Coherentie en samenwerking
Centraal beleid en decentrale initiatieven versterken elkaar
Instellingen binnen het hoger onderwijs hebben een centraal instellingsbeleid en bestaan uit faculteiten en/of opleidingen die een zekere vorm van autonomie en eigen beleidsruimte hebben. Daarbij is docentschap geen uitvoerende functie, maar een met eigen bevoegdheid. Dit creëert een spectrum aan mogelijkheden om initiatieven te ontwikkelen en uit te voeren. Een kwalitatief inclusiebeleid kent een coherente samenhang die al het beleid en initiatieven kadert en waar iedereen achter staat en vanuit de eigen context aan meewerkt. Zowel topdown als bottom up projecten versterken het inclusieve beleid en vullen elkaar aan. Dit kan tegemoet komen aan het verschil in kennis en engagement waardoor er soms op verschillende snelheden moet worden gewerkt.
Toekomstplekken – goede praktijk aan de Erasmushogeschool Brussel
Toekomstplekken - Goede praktijk aan de Erasmushogeschool Brussel
Samenvatting
In het strategisch plan SPE4 engageert EhB zich om de deuren van de hogeschool letterlijk en figuurlijk open te gooien en de brug te leggen naar onze complexe Brusselse omgeving.
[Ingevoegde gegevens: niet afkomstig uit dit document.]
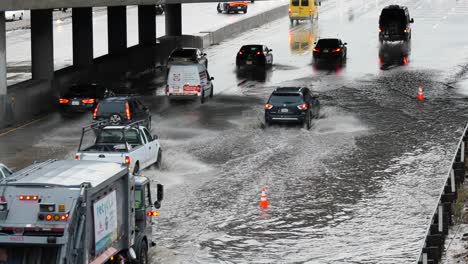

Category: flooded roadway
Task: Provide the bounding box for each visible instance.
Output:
[0,0,468,263]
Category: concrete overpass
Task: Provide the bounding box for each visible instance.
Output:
[0,0,190,129]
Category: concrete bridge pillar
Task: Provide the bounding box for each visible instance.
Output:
[138,5,156,46]
[72,7,94,67]
[107,6,127,54]
[166,4,182,36]
[31,9,54,80]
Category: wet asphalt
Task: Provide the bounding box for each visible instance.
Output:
[0,0,468,263]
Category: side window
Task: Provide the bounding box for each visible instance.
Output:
[143,128,153,141]
[145,184,151,207]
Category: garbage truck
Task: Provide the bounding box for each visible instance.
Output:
[0,160,163,264]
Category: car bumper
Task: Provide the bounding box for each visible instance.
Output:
[265,113,305,123]
[60,105,94,113]
[379,33,409,41]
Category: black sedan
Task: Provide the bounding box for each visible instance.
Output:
[236,45,273,69]
[265,87,320,129]
[59,83,113,113]
[313,38,348,64]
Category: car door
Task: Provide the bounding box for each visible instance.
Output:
[143,127,159,164]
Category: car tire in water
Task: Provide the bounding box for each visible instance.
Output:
[154,149,162,169]
[200,90,205,104]
[133,161,140,174]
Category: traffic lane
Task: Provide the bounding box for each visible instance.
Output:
[146,1,466,263]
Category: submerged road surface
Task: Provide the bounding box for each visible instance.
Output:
[0,0,468,263]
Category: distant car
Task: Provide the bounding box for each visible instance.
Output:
[166,64,214,104]
[93,96,151,129]
[167,48,208,68]
[313,38,348,64]
[5,10,24,21]
[216,2,253,14]
[156,5,165,15]
[265,87,320,129]
[59,83,113,113]
[236,45,273,69]
[0,163,13,178]
[379,5,414,42]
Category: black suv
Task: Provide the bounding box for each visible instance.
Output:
[93,97,151,129]
[379,5,414,42]
[265,87,320,129]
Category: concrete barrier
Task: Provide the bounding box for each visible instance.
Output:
[418,125,468,264]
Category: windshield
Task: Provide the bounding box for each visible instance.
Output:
[380,9,406,25]
[98,102,125,114]
[171,49,196,58]
[317,39,340,48]
[269,93,302,105]
[241,45,262,54]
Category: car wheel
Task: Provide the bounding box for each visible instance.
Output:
[109,113,123,125]
[200,90,205,104]
[138,241,148,264]
[133,161,140,174]
[154,149,162,169]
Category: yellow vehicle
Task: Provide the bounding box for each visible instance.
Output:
[288,23,318,54]
[288,0,321,24]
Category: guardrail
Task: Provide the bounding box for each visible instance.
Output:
[418,125,468,264]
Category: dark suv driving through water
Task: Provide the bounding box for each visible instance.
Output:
[379,5,414,42]
[265,87,320,129]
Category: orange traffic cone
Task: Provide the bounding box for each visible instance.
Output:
[416,85,424,101]
[260,187,268,208]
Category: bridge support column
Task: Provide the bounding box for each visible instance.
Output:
[107,6,127,54]
[31,9,54,80]
[72,7,94,67]
[166,4,182,36]
[138,5,156,46]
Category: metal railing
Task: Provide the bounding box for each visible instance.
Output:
[418,124,468,264]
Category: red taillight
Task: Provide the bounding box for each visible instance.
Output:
[297,104,309,110]
[81,98,94,104]
[125,103,132,120]
[93,105,99,119]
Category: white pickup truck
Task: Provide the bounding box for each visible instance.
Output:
[75,122,162,173]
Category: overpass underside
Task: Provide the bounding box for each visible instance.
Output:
[0,3,186,130]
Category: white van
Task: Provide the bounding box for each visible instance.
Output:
[166,64,214,104]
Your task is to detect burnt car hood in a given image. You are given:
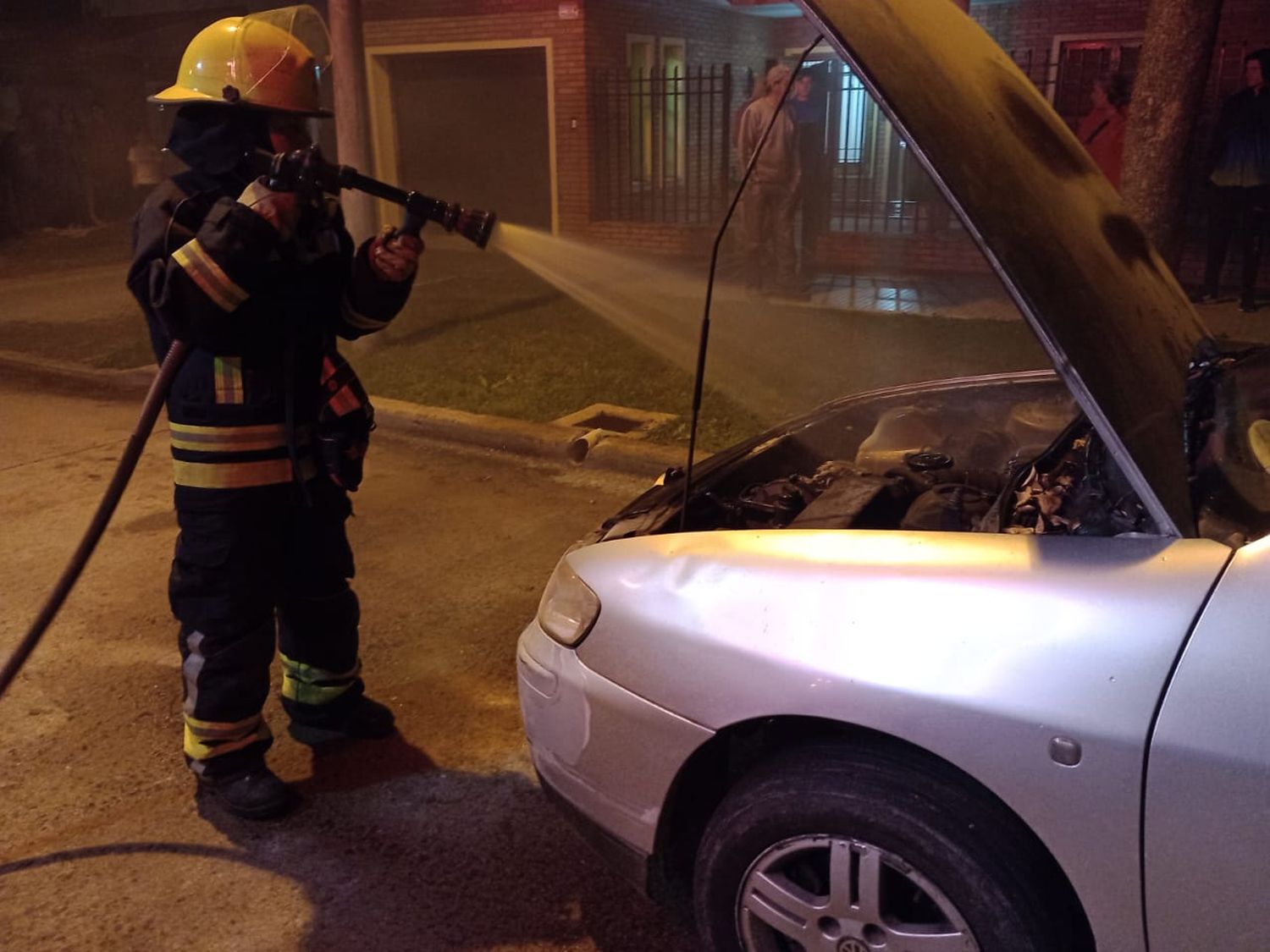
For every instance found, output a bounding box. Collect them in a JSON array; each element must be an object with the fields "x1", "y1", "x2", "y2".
[{"x1": 800, "y1": 0, "x2": 1208, "y2": 536}]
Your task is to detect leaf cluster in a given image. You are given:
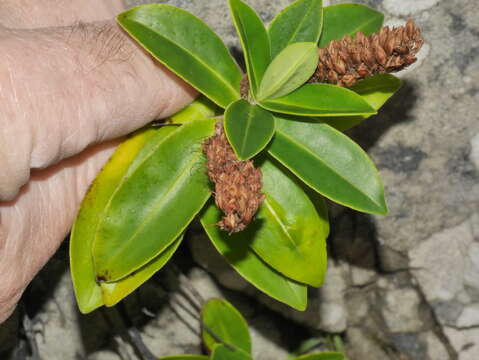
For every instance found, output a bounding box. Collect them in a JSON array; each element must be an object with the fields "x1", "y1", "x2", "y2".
[
  {"x1": 70, "y1": 0, "x2": 400, "y2": 314},
  {"x1": 160, "y1": 299, "x2": 346, "y2": 360}
]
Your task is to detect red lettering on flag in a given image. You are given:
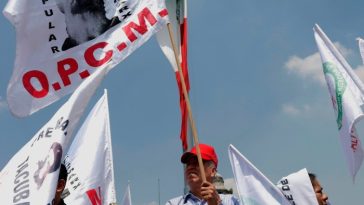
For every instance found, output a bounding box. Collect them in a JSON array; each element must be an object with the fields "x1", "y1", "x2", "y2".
[
  {"x1": 23, "y1": 70, "x2": 49, "y2": 98},
  {"x1": 85, "y1": 42, "x2": 113, "y2": 67},
  {"x1": 86, "y1": 187, "x2": 102, "y2": 205},
  {"x1": 57, "y1": 58, "x2": 78, "y2": 86}
]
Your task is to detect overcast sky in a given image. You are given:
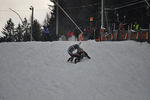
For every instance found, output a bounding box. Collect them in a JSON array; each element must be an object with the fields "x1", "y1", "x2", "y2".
[{"x1": 0, "y1": 0, "x2": 52, "y2": 36}]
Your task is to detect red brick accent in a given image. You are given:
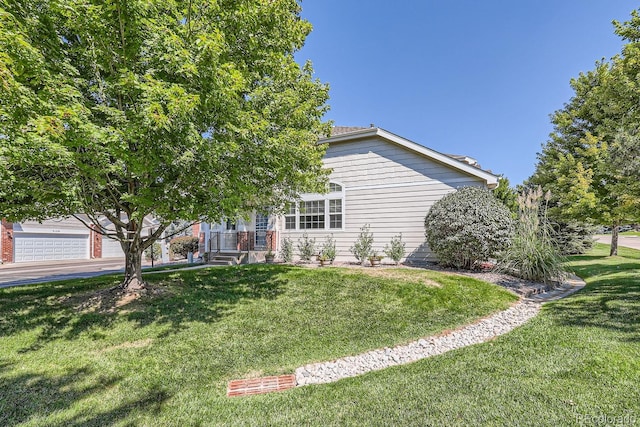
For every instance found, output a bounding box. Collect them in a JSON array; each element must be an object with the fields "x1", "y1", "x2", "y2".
[
  {"x1": 89, "y1": 225, "x2": 102, "y2": 258},
  {"x1": 227, "y1": 374, "x2": 296, "y2": 397},
  {"x1": 238, "y1": 231, "x2": 249, "y2": 251},
  {"x1": 238, "y1": 231, "x2": 256, "y2": 251},
  {"x1": 0, "y1": 219, "x2": 13, "y2": 263},
  {"x1": 267, "y1": 230, "x2": 278, "y2": 251},
  {"x1": 194, "y1": 231, "x2": 207, "y2": 254}
]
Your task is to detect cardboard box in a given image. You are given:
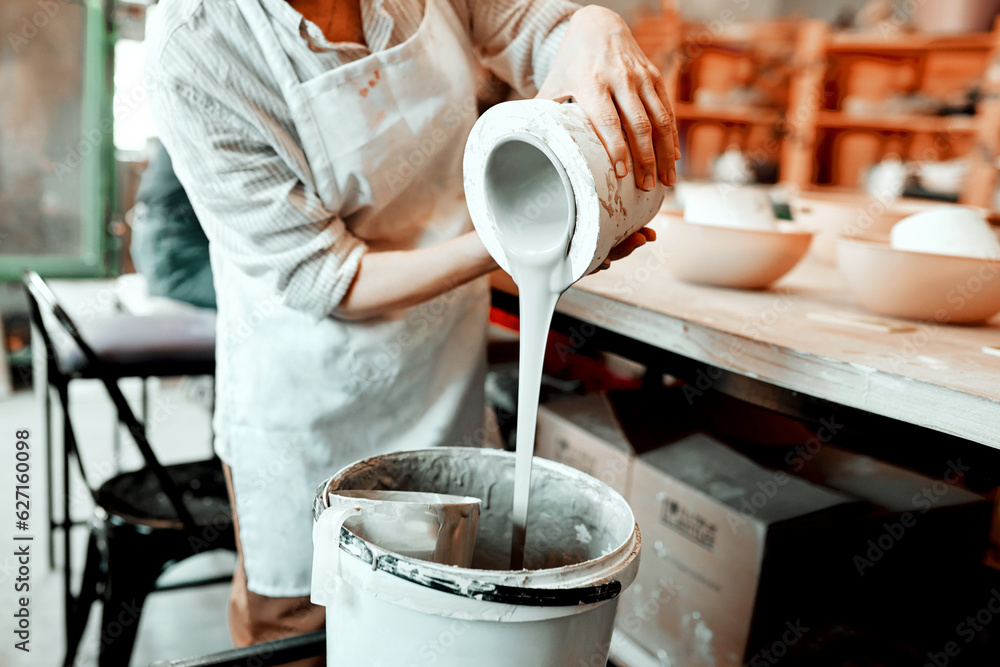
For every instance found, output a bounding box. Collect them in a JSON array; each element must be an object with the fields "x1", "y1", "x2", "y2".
[
  {"x1": 535, "y1": 391, "x2": 689, "y2": 497},
  {"x1": 535, "y1": 394, "x2": 634, "y2": 496},
  {"x1": 617, "y1": 433, "x2": 853, "y2": 667}
]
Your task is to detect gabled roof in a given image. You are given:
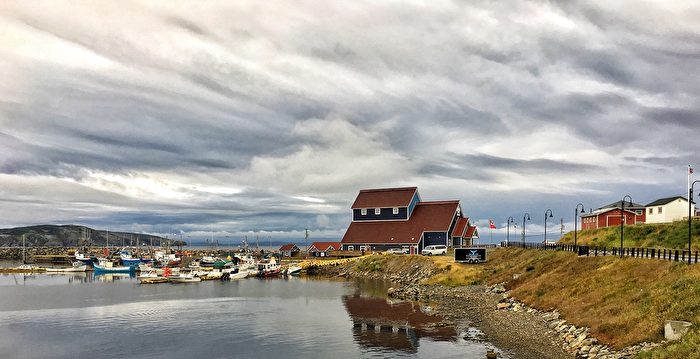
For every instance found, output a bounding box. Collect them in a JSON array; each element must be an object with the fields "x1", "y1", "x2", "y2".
[
  {"x1": 598, "y1": 201, "x2": 644, "y2": 209},
  {"x1": 647, "y1": 196, "x2": 688, "y2": 207},
  {"x1": 352, "y1": 187, "x2": 418, "y2": 209},
  {"x1": 280, "y1": 243, "x2": 299, "y2": 252},
  {"x1": 341, "y1": 201, "x2": 459, "y2": 244},
  {"x1": 581, "y1": 206, "x2": 644, "y2": 218},
  {"x1": 452, "y1": 217, "x2": 469, "y2": 237},
  {"x1": 309, "y1": 242, "x2": 340, "y2": 252}
]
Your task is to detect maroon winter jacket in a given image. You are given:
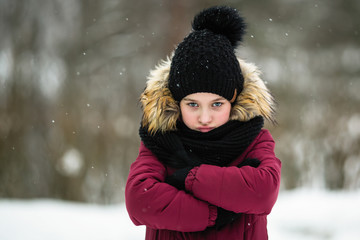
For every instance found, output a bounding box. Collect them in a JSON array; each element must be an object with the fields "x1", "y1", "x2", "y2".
[{"x1": 125, "y1": 129, "x2": 281, "y2": 240}]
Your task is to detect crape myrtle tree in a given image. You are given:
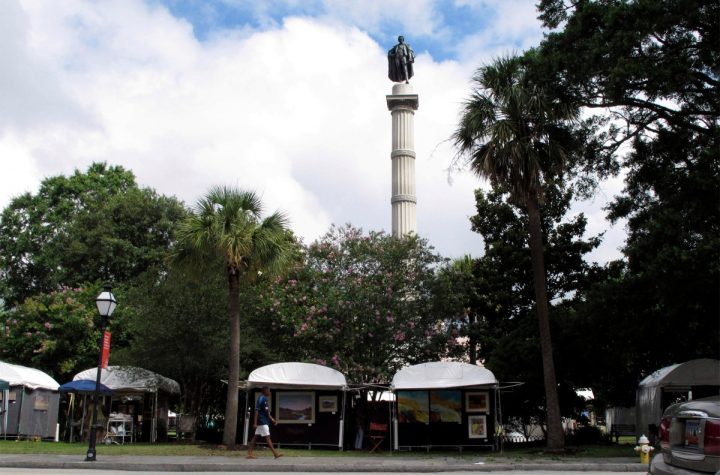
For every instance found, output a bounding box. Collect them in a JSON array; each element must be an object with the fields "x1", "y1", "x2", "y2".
[
  {"x1": 533, "y1": 0, "x2": 720, "y2": 405},
  {"x1": 176, "y1": 187, "x2": 294, "y2": 449},
  {"x1": 0, "y1": 283, "x2": 127, "y2": 381},
  {"x1": 0, "y1": 163, "x2": 185, "y2": 308},
  {"x1": 453, "y1": 57, "x2": 578, "y2": 451},
  {"x1": 259, "y1": 225, "x2": 455, "y2": 384}
]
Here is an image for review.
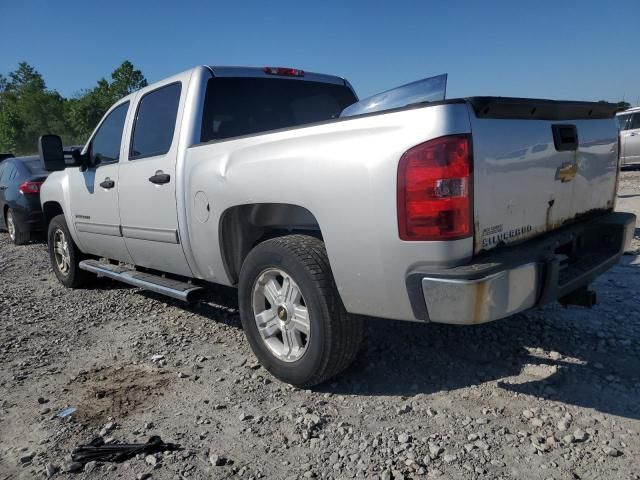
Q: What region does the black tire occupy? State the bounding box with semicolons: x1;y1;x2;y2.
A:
5;208;31;245
238;235;363;388
47;215;95;288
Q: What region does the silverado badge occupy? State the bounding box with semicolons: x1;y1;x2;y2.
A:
556;162;578;183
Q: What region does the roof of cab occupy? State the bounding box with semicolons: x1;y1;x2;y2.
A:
208;65;347;85
616;107;640;115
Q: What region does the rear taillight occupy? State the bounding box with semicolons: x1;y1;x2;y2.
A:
18;182;43;195
262;67;304;77
398;135;473;241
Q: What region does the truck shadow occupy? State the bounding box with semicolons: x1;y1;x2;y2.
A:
126;255;640;419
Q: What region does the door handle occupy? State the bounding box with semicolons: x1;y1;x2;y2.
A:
149;170;171;185
100;177;116;188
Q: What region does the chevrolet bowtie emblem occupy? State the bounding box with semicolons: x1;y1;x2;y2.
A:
556;163;578;183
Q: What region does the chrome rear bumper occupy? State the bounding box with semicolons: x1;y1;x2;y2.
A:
407;212;636;325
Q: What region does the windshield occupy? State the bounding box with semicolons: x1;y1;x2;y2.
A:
200;77;357;142
340;73;447;117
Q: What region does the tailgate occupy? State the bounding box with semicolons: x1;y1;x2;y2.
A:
467;97;618;253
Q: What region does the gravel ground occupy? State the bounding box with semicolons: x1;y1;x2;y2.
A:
0;172;640;479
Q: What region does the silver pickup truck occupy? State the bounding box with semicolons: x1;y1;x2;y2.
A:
40;66;635;386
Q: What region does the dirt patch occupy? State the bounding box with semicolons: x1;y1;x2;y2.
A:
69;365;172;425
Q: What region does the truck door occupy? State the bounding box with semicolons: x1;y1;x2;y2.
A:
67;101;131;262
620;112;640;165
118;81;192;276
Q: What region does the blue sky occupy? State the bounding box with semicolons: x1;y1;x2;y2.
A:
0;0;640;104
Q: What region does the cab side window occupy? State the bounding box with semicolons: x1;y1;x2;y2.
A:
91;102;129;165
618;115;631;130
129;82;182;160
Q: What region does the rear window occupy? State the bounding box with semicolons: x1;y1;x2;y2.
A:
200;77;357;142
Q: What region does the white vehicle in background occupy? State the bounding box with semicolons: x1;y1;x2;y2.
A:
616;107;640;167
40;66;635;386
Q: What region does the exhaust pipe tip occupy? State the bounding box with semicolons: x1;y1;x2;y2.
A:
558;287;598;308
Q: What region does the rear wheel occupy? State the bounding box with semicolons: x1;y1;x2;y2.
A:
238;235;363;387
47;215;95;288
6;208;31;245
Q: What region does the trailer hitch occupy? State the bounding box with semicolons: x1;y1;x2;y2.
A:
558;287;597;308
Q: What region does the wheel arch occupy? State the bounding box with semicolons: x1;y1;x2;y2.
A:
218;203;322;284
42;200;64;231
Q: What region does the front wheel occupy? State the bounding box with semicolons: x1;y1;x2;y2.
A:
47;215;94;288
238;235;363;387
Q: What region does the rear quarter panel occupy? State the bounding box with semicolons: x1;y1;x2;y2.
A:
185;104;473;320
471;114;618;252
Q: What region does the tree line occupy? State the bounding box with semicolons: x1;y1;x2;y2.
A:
0;60;630;155
0;60;147;155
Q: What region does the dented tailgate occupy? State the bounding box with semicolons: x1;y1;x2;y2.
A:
469;97;618;253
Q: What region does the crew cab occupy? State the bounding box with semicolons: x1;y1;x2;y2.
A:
40;66;635;386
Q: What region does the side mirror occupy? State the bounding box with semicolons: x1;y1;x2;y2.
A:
38;135;66;172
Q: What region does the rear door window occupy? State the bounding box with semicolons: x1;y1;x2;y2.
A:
618;115;631;130
129;82;182;160
200;77;357;142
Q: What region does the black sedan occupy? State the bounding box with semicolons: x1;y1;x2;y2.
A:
0;157;48;245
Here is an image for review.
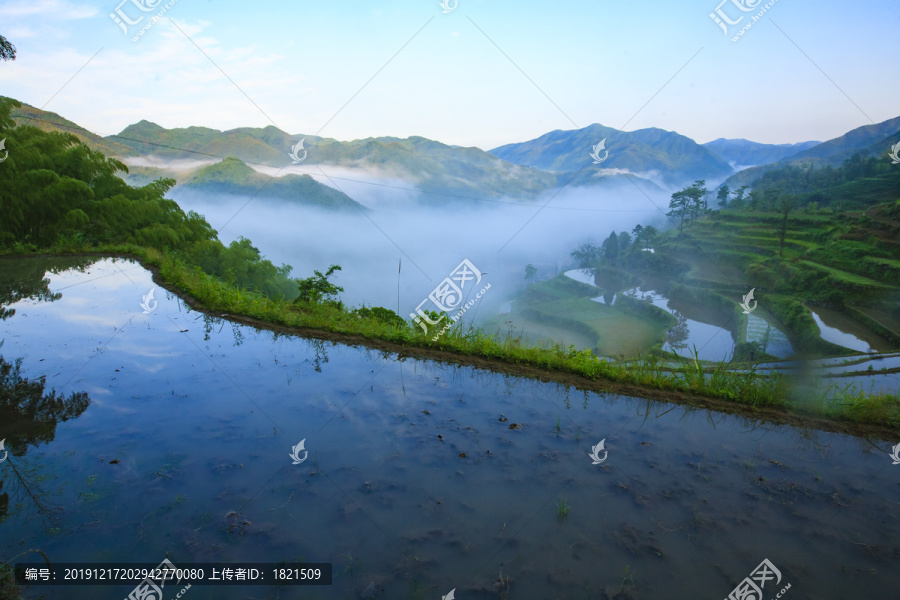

Het RITCS engageert zich met de bouw van de nieuwe campus RITCS@Kaai om bij te dragen aan Toekomstplekken, een project dat deel uitmaakt van het plan Brussel2030. Toekomstplekken willen op een inclusieve manier een maatschappelijke transitie doen landen in een concrete toekomstplek: een wijk, straat, gebouw, plein waar stadsmakers in wording hun wortels hebben (Brussels Kunstenoverleg, 2023).
Uit de visie van Erasmushogeschool Brussel
We zijn verankerd in Brussel, en streven naar voortdurende samenwerking met de lokale, nationale en internationale partners rondom ons. Onderzoek, kunstontwikkeling, dienstverlening en uitwisseling tussen opleidingen versterken ons onderwijs en verrijken ons perspectief.
Uit het strategisch plan SPE4 (2022-2027)
We gooien onze deuren open!
We zijn een open hogeschool, ingebed in het hart van Europa. We bouwen en versterken bruggen met onze inspirerende en complexe Brusselse omgeving. Onze hogeschool wordt een baken van meertaligheid, diversiteit en inclusie.
Beschrijving
Decentraal: Toekomstplek
In 2023 verhuist de Theaterafdeling van het RITCS (Ba en Ma Drama en Ba Podiumtechnieken) van campus Bottelarij in Molenbeek naar de nieuwbouw RITCS@Kaai op de bestaande campus Kaai in Anderlecht. De Theaterafdeling wil die verhuis aangrijpen om hun rol als een kunstenopleiding en School of Arts in een wijk in transitie als Kuregem/Heyvaert te onderzoeken. Vragen die daarbij naar boven komen, zijn: hoe verhoudt een kunstopleiding zich tot de buurt waarin ze gesitueerd is? Hoe beïnvloedt de aanwezigheid van kunstenaars en een kunstopleiding de transitie en gentrificatie van een buurt? Hoe kan een kunstopleiding de brug leggen naar de buurt en de drempel naar (hoger)kunstonderwijs verlagen?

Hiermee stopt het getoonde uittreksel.